阿立哌唑10毫克片剂

阿立哌唑Milpharm 10毫克片剂

每个平板含有10毫克的阿立哌唑。

赋形剂与已知的效果:66.500毫克一水乳糖/平板电脑

辅料的完整列表,请参见6.1节。

平板电脑

白颜色,修改矩形形状,裸露的平板电脑凹面图形一边“63”和“H”在另一边。大小是8毫米×4.5毫米。

阿立哌唑Milpharm表示治疗精神分裂症的15岁及以上的成年人和青少年。

阿立哌唑治疗中度到重度的指示躁狂发作双相I型和新躁狂发作的预防成年人经历主要是躁狂发作和躁狂发作的回应了阿立哌唑治疗(见5.1节)。

阿立哌唑治疗12周的表示中度到重度的躁狂发作在青少年双相I型13岁以上(见5.1节)。

剂量学

成年人

精神分裂症:阿立哌唑Milpharm推荐起始剂量为10或15毫克/天15毫克/天的维持剂量在大个时间表不考虑食物。

阿立哌唑Milpharm有效10毫克/天的剂量范围30毫克/天。增强疗效剂量高于15毫克的剂量并没有证明尽管个别患者可能受益于高剂量。最大程度上的每日剂量不得超过30毫克。

躁狂发作双相I型:的推荐起始剂量为阿立哌唑是15 mg在大个时间表不考虑吃饭(见5.1节)。有些病人可能受益于更高的剂量。最大程度上的每日剂量不得超过30毫克。
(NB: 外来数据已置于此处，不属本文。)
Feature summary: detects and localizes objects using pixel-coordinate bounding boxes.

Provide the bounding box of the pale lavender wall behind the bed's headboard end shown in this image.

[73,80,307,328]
复发预防双相I型:躁狂发作躁狂发作的预防复发的病人已经接受,继续在同一剂量治疗。每日剂量的调整,包括减少剂量的基础上应该考虑的临床状态。

儿科人口

15岁及以上的青少年精神分裂症:阿立哌唑的推荐剂量为10毫克/天进行一次计划不考虑食物。治疗应启动2毫克(使用阿立哌唑口服溶液1毫克/毫升)2天,滴定5毫克额外2天到达的推荐剂量10毫克。在适当的时候,后续增加剂量应在5毫克的增量超过了最大程度上的每日剂量30毫克(见5.1节)。

阿立哌唑是有效的在一个10到30毫克/天的剂量范围。增强疗效剂量高于10毫克的剂量并没有证明尽管个别患者可能受益于高剂量。

阿立哌唑不推荐用于精神分裂症患者低于15岁由于数据安全性和有效性不足(见章节4.8和5.1)。

躁狂发作双相I型的青少年13岁以上:阿立哌唑的推荐剂量为10毫克/天在大个时间表不考虑食物。治疗应启动2毫克(使用阿立哌唑口服溶液1毫克/毫升)2天,滴定5毫克额外2天到达的推荐剂量10毫克。

治疗持续时间应该是最低必要的症状控制,不得超过12周。增强疗效剂量高于10毫克的剂量并没有被证实,和30毫克的剂量与严重不良反应的发生率更高包括EPS相关事件、嗜睡、疲劳和体重增加(见4.8节)。高于10毫克/天的剂量应只用于在特殊情况下和与临床密切监测(见章节4.4,4.8和5.1)。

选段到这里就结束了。